Dalam sejarah tercatat bahwa keputusan Rasulullah SAW untuk menikahi Siti Hafsah merupakan keputusan strategis karena Hafsah merupakan putri dari Umar, seorang yang terkemuka dan disegani di Kota Madinah saat itu.
Dengan demikian, bersatunya Rasulullah dan Hafsah dalam tali pernikahan secara langsung menggabungkan dua keluarga yang sempat berselisih paham saat itu, yakni keluarga Nabi Muhammad dan keluarga Umar.

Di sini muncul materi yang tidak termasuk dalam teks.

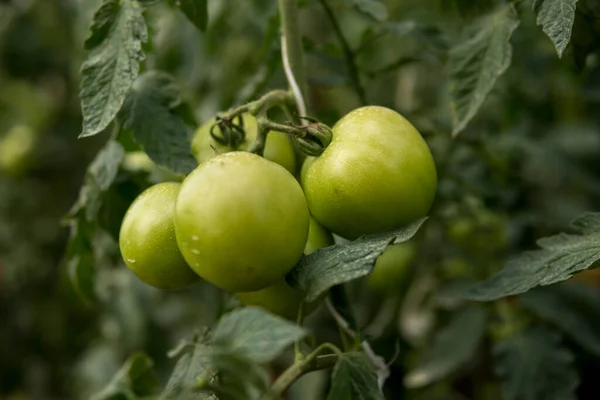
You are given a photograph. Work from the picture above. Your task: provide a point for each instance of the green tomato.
(138, 161)
(16, 148)
(376, 175)
(241, 221)
(278, 148)
(147, 239)
(391, 267)
(282, 299)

Adapun mengenai mahar Rasulullah saat menikahi Hafsah, Imam Al-Dzahabi dalam kitab Siyaru A’lam Al-Nubala’ mengatakan bahwa maharnya adalah 400 dirham. Menurutnya, mahar sebanyak ini merupakan bentuk penghargaan dan rasa hormat Nabi Muhammad kepada Sayyidah Hafsah dan ayahnya, Sayidina Umar bin Al-Khaththab.

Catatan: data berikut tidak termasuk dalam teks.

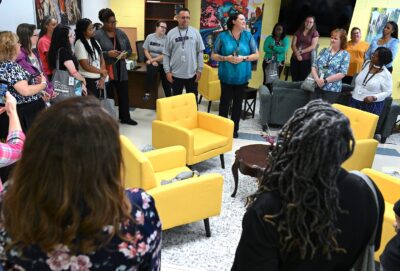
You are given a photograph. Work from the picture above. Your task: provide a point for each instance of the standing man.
(183, 55)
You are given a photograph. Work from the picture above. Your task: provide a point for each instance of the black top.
(390, 258)
(65, 55)
(259, 247)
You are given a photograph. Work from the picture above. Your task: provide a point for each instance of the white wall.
(14, 12)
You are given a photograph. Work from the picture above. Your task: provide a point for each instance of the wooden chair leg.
(207, 226)
(221, 157)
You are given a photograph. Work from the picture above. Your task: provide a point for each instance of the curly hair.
(76, 190)
(303, 170)
(8, 43)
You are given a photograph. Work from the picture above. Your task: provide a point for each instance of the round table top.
(253, 156)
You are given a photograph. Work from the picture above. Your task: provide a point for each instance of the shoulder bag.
(365, 261)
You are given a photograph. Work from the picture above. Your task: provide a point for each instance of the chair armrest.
(188, 200)
(216, 124)
(166, 134)
(363, 155)
(161, 159)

Setelah menikah, Siti Hafsah menjadi salah satu istri yang paling setia dan mencintai Nabi Muhammad SAW. Ia juga terkenal sebagai seorang yang sangat pandai menghafal Alquran dan sering menjadi guru bagi para sahabat lainnya dalam hal membaca dan memahami Alquran.